Drummy passes the torch at Heartbeat, moves to chairman role
After founding Heartbeat Ideas and steering it for 19 years, Bill Drummy has handed day-to-day leadership responsibilities to chief strategy officer Nadine Leonard and chief creative officer James Talerico.
Leonard and Talerico will head the agency as co-managing directors, with Drummy sliding into the role of chairman.
Drummy said his decision to back away from an active leadership role was motivated by a pair of factors. After nearly two decades at Heartbeat — during which, you might have heard, the industry evolved just a bit — he simply “wanted something new, wanted more time to do other things,” as he put it. Just as importantly, Drummy had started to worry that his continued presence atop the leadership pyramid could stall the careers of longtime Heartbeat execs who were ready to take the proverbial reins.
“My staying in the same position might have kept other people with talent from growing,” he explained. “The thing I'm most proud of is that [Heartbeat] has attracted a certain level of talent. It was clear that Nadine and James could run the agency and take it well beyond the level I took it myself.”
The succession process was complicated by two factors. First and foremost, Heartbeat's corporate parents at Publicis Groupe, which acquired the company in 2013, had to be sold on the plan.
“I got a little, ‘Why do we need two [leaders]?,'” Drummy acknowledged. “But in the end, they saw what I saw — that these two have been working together for so long and there's such a high degree of belief in them.”
He specifically points to Publicis Health's Alexandra von Plato as a key supporter and a sounding board during the transition process.
Also, one cannot understate the amount of admiration and respect Drummy has engendered, both among his Heartbeat charges and his peers in and around the business. The description “maverick” gets thrown around way too often, but in Drummy's case it actually holds true. “He is beloved here. [James and I] do not take lightly the size of the shoes we are going to try to fill,” Leonard said.
Drummy isn't going anywhere. While he stressed that he is “not making strategic decisions about the agency and not going to be day-to-day involved,” Drummy said that he'll continue to interact on a regular basis with clients and serve as Heartbeat's ambassador at industry events. In fact, his client role might even expand: In the last week alone, Drummy has spent time on the campuses of Bristol-Myers Squibb and Genentech. One immediate item for the to-do list: As of yesterday afternoon, the chalk-written sign outside his office door still identified him as CEO.
Leonard and Talerico inherit an enviable situation. With Drummy pointing to growth of “114% over the last two years,” that'd put Heartbeat revenue in the neighborhood of between $55 million and $65 million in 2016, per MM&M estimates. (Drummy, Leonard and Talerico declined to discuss revenue figures.) Similarly, staff size has surged from 115 in mid-2015 to “well over 200,” according to Talerico. The agency's new midtown NYC headquarters, in a building that houses other Publicis shops, is already straining from the continued growth.
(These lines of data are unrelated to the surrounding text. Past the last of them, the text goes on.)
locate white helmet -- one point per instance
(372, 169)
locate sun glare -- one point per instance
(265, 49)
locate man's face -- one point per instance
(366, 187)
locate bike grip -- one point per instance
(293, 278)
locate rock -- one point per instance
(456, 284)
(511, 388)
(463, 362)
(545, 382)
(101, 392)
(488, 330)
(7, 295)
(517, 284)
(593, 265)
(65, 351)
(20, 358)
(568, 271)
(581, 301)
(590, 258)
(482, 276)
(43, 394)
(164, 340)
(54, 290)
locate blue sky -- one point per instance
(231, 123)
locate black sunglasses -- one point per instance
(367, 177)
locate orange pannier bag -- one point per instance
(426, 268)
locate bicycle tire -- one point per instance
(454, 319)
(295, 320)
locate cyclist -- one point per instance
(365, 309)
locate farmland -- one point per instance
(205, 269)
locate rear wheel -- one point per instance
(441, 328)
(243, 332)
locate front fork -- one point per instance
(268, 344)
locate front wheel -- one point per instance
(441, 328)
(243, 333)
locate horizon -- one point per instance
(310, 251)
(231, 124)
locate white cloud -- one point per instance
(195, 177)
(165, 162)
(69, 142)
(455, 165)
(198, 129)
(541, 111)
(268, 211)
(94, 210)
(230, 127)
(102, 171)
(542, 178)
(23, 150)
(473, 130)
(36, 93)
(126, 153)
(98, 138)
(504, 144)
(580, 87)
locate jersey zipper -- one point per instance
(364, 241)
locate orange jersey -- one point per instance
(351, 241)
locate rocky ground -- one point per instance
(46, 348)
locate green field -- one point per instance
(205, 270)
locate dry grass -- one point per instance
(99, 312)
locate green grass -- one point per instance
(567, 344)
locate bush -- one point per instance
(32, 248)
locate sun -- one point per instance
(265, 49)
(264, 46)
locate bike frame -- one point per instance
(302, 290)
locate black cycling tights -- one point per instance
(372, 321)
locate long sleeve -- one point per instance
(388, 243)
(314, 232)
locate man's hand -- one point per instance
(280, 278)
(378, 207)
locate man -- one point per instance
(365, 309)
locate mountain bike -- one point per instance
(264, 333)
That said, both Leonard and Talerico dismiss the suggestion that sustaining Heartbeat's current trajectory and replacing a highly esteemed leader will prove an intimidating charge. For one thing, both execs have worked at the agency for nearly ten years; they know everyone in the building and were among the primary architects of the agency culture.
“The goal is not to overturn everything,” Talerico noted. “We've got as good a base to build upon as you could possibly want.”